Masculinidade tóxica e arcaica

6,0

Um homem das artes alquebrado, sobrevivente aos seus vícios e a sua masculinidade mumificada, vivendo em prol de uma esposa independente que vive sem amarras a qualquer figura masculina. Esse é o protagonista de Tommaso, novo longa de Abel Ferrara que volta a circundar o universo masculino, dessa vez assumidamente doente e dependente emocionalmente. Tommaso declara sua incapacidade de ser um homem desapegado a valores antiquados e se porta eternamente à beira de um ataque de nervos.

O diretor não se furta em pintar seu personagem como um incapaz, um ser em constante recuperação que não consegue alcançar um lugar razoável para manter suas ideias refrigeradas. Pelo contrário, refém de um pensamento retrógrado tão enraizado que uma óbvia tentativa de mudança nem sequer é cogitada, Tommaso só consegue funcionar a contento se todas as suas vontades e compreensões são atendidas; fora isso, se transforma progressivamente numa panela de pressão prestes a explodir e machucar quem estiver ao seu lado.

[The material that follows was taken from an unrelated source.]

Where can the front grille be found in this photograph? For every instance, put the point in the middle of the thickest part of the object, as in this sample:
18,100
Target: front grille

Um homem em constante busca do próximo, mas que não se percebe incapacitado de se alterar para conseguir um equilibro com esse mesmo próximo.

No corpo de Tommaso, o Willem Dafoe que nos acostumamos a ver nos últimos três anos, que emenda trabalhos uns nos outros sempre no limite da excelência. O personagem nas suas mãos gera a empatia que no papel nunca viria, e com Dafoe pudemos vislumbrar um sem número de camadas envolvendo esse ser humano cheio de contradições e capaz de incomensurável amor pela filha pequena e de cobrar de maneira absurda uma postura mais subserviente da mulher. Um homem traumatizado com a própria família a ponto de querer criar uma perfeita, mas com bases tão anacrônicas que qualquer que fosse a esposa não resistiria a seus caprichos de macho das cavernas; ainda assim, o ator nos mostra uma forma de compreender suas angústias e ausências, ainda que injustificadas.

Enquanto trata do universo familiar e da gradativa enfermidade emocional de seu protagonista, Ferrara consegue ser objetivo ao filmar e conduzir esse homem muito atrás do seu tempo. Filmando da maneira irrequieta de sempre, quase como em estado febril, o diretor varre com sua câmera as ruas que Tommaso explora com muito detalhamento e muita intimidade. Mas ao adentrar o universo delirante de seu personagem-título, a pitada de misoginia presente no homem começa a se impregnar no próprio filme, e cenas que exploram a nudez feminina gratuitamente começam a se tornar tão frequentes quanto despropositadas e repetitivas, acrescentando falta de cuidado ao que também é falta de criatividade.

Talvez Tommaso, homem e obra, tenham mais em comum do que deveriam, e ao se comunicarem mais do que seria considerado aceitável, o filme ultrapassasse um limite ético e ainda se conformasse em ser um arremedo de imagens iguais em estágio avançado. A 'humanidade' do personagem então acabasse borrando os lugares que separam o bom senso da falta de senso, o cinema enxuto de um lugar da reiteração, absolutamente defeituoso para qualquer obra.